Full recipe after the jump.
- 1 pound fresh cantaloupe flesh, cubed
- 2 tablespoons lemon juice
- 1/4 cup sugar
- 2 tablespoons strega liqueur, divided
- 4 8×3-inch gelatin sheets, diluted in enough cold water to cover
- Place the melon in a food processor, blender, or juicer. Add the lemon juice, sugar, and 1 tablespoon of the liqueur. Pulse on and off until you have a liquid puree which is completely uniform.
- In a medium saucepan, add the gelatin mixture and another half tablespoon of liqueur, and allow it to melt over medium heat.
- Add another tablespoon of liqueur and the cantaloupe puree. Stir well from the bottom and sides to avoid the gelatin from crystallizing.
- Transfer the mixture into six cups, and cool to room temperature.
- Refrigerate for a minimum of six hours.
- To serve, carefully unmold the containers with the help of a butter knife, and invert onto a serving dish. Serve with the sauce of your choice, chocolate and ladyfingers, if desired.

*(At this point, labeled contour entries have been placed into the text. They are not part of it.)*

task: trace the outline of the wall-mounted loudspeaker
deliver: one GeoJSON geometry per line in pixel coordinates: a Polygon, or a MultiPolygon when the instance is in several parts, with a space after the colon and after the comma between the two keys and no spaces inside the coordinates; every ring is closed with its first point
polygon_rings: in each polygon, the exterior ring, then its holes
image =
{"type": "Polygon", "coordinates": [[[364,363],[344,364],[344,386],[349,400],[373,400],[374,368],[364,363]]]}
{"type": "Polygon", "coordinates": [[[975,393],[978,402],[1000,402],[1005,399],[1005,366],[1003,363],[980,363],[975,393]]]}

Sommelier’s Tip: Strega is an Italian herbal liqueur that has been produced since 1860 in Benevento, Italy. The presence of beautiful and distinctive saffron — and 70 other herbal ingredients, including mint and fennel, makes it the perfect partner for the flavor of cantaloupe. The word strega means “witch” in Italian, because the combination of 80 proof potency and scores of powerful herbs make it a recipe to be reckoned with.